Anyhow, it's almost the start of a new week, but on the bright side, I'm one week closer to summer than I was at this time last week. :D

Friday, May 02, 2008

Compromise, just let it go, it's okay.

Stolen from Claire:

My roommate and I once: I don't have a roommate now, but I have had many in the day, but the first person who usually comes to mind when I read the word roommate is my dear friend Becca T, since we did live together for 5 years. So, anyway, my roommate and I once took the bus to Hamilton to see the Weakerthans play in a sketch bar there on the coldest day in January. Now, the last bus returning to TO would have brought us back too early to actually catch the band, and the first bus back in the morning was at 5 am. So, our plan was to loiter at a Tim Horton's between the concert and the morning bus. Well, it turned out that the Timmy's that was closest to concert actually closed at 1 am, as did everything else in the area. We were totally afraid we were going to freeze to death on the street, but we made a right turn after the concert and found a 24-hour Timmy's and survived the night.

Never in my life have I: been able to finish a Jane Austen book.

High school was: apparently so much fun that I decided to go back. Ha-ha. Not really. I like it better now.

When I am nervous I
: talk more or less, depending on the situation.

My hair is: frizzy because of today's weather. Yet stylishly cut, thanks to my new hair-stylist, whom I love.

When I was 5
: I was obsessed with dinosaurs.

By this time next year: I'll be closer to thirty. Boo.

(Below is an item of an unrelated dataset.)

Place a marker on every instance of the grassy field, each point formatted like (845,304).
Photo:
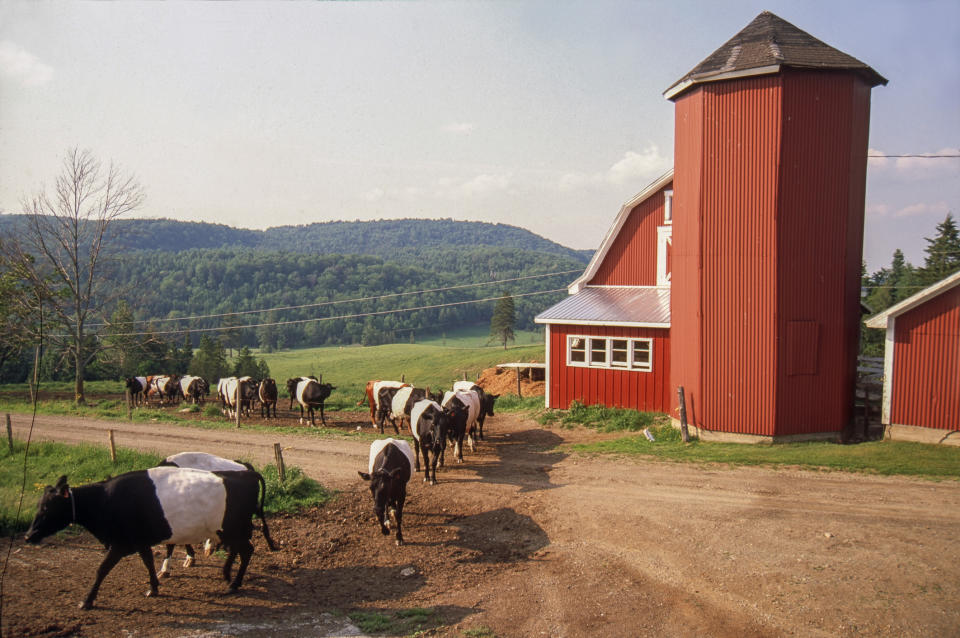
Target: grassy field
(47,461)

I have a hard time understanding
: why some people seem to like to be difficult and unreasonable.

You know I like you if: I don't make my patented "I-don't-like-you-face" that I'm known for. I'm not so good at covering up emotions. Apparently, when someone I don't like is talking, I look really bored. My friends can always tell. I feel rude. I hope the people who I don't like don't notice, because I even though I don't like them, I don't want to make them feel bad. And usually it's not that I don't like the person, it's that I only like them in very small doses.

My ideal breakfast is:
Cereal. I'm in love with cereal these days.

If you visit my hometown: you'd would say it's pretty and charming.

If you spend the night at my house:
you'd be having cereal for breakfast. :)

My favorite blonde is
: Becca T's kind of blonde. So I'll say her.

My favorite brunette is
: me. Why not?

The animal I would like to see flying is: a pig. Because then maybe a lot of people would have to cough up some stuff. Oh, and it reminds me of the episode of the Simpsons when Mr. Burns says "Smithers, I think I'll donate one million dollars to the orphanage... when pigs fly" and then a pig goes flying by, and Smithers says "should I make the donation?" and Mr. Burns says "no, I'd still rather not." That kills me.

I shouldn’t:
procrastinate because it leads to stress.

Last night I:
watched a new episode of The Office and 30 Rock. :D

If I could have any car it would be:
a hybrid.

I’ve been told I look like: a cousin/friend/etc. of many people. I get it all the time. Apparently I'm a popular style or something.